ANYWAY, I think you DID write an inspiring book, one that kids will love AND one that is well-researched and true.

Linda S. said...

I find the issue of leaving out his age much more interesting. I'm surprised you left that info. just because newspapers differed. Clearly one (or more) was just inaccurate. Couldn't you find the date of his birth and the date of his death and figure it out? It seems to me finding facts that "disagree" is a natural part of doing research. The response shouldn't be avoidance it should be digging deeper.

gloria estefan said...
This comment has been removed by the author.
Candace Salima . . . the LDS Nora Roberts said...

Nonfiction is a tough but challenging area. I write both fiction and nonfiction. I love the difference between the two.

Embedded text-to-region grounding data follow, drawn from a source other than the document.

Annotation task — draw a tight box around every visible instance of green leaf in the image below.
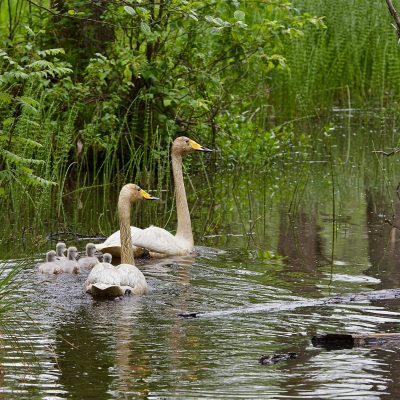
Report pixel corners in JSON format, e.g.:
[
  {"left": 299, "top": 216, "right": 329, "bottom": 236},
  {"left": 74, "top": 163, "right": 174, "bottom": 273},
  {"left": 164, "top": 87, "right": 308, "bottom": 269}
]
[
  {"left": 163, "top": 99, "right": 172, "bottom": 107},
  {"left": 140, "top": 21, "right": 151, "bottom": 35},
  {"left": 2, "top": 118, "right": 14, "bottom": 127},
  {"left": 123, "top": 65, "right": 132, "bottom": 81},
  {"left": 67, "top": 9, "right": 76, "bottom": 15},
  {"left": 24, "top": 25, "right": 35, "bottom": 36},
  {"left": 0, "top": 92, "right": 13, "bottom": 105},
  {"left": 37, "top": 48, "right": 65, "bottom": 56},
  {"left": 124, "top": 6, "right": 136, "bottom": 16},
  {"left": 234, "top": 10, "right": 245, "bottom": 21},
  {"left": 16, "top": 96, "right": 39, "bottom": 113}
]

In all honesty, I've found you can research and research and research, come up against a conundrum such as Atlas' age, blink and realize, it's really not that important. But if I was choosing between all those, and there was no government index to find that information, I'd go with the gravestone.

Anna Alter said...

"I've found you can research and research and research, come up against a conundrum such as Atlas' age, blink and realize, it's really not that important."

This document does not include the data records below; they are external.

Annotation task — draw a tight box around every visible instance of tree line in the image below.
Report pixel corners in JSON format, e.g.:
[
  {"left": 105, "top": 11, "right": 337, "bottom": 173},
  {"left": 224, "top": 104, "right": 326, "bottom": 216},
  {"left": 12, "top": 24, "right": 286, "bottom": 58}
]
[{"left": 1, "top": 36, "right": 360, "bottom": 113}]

Well put Candace, I don't think that Atlas's age is a crucial part of your story Meghan, or that kids would miss that bit of information.

As you said this book is about inspiration and determination, which clearly comes through in your story. It is a kid friendly, age appropriate book and it sounds like you took your research very seriously.

gloria estefan said...

Oy. I don't know why I bother. I'm not sharing stuff like this anymore. I research things TO DEATH. If some of you want to question my research then buy my book and then do your own research. You'll soon find out what I'm talking about. No, his age isn't important at all and that's why it wasn't included.

As I'd said below, I don't know why people are attacking my research when they've probably never even read my book! It's ridiculous. If one of you would like to write a story tearing down the myths of charles atlas then be my guest. Go talk to the friend of the friend of the relative of the friend who knew him and base your story on that.

meghan

gloria estefan said...

Okay, I think I was getting too worked up about this. I'm the one who posted and posed the questions and then I get people who play along I get all worked up. I guess I'd prefer that this discussion stay hypothetical instead of pointing it at my book... unless you've read it and know that I'm wrong. But otherwise, post away. What I SHOULD do is make up a hypothetical research situation and post that. Then we can discuss it to death and I won't get upset.

If any of you would like to know what is making me the most nervous about my book then send me an email and I'll tell you (can't do it here).

meghan

Judith Miller said...

I guess what originally put an edge on my responses was this sentence in particular: “My book is about inspiration, about overcoming odds, about determination... and so on. It is NOT supposed to be an exposé on man who died 40 years ago.” At first reading I saw there several things that rubbed me the wrong way: that there is a contradiction between inspiration and facts; that inspiration is more important than facts; and that truth telling is to be equated with exposé. (The truth will set you free!) As just said, that many not be what you meant to imply, but that’s how I initially read it. And then there were those words, “Questions? Comments? Bring’em on!”

There are just too many people out there with no regard for history, who are happy to pass off half-researched bunk because “it’s only a kid’s book,” and your work seems so much smarter than that. So, high expectations yield sharp postings. Sorry if the comments were a little too pointed.

Emily Jiang said...

Hi Meghan, nonfiction is so difficult because those who write and record "historical facts" are people, and people are inherently subjective not objective.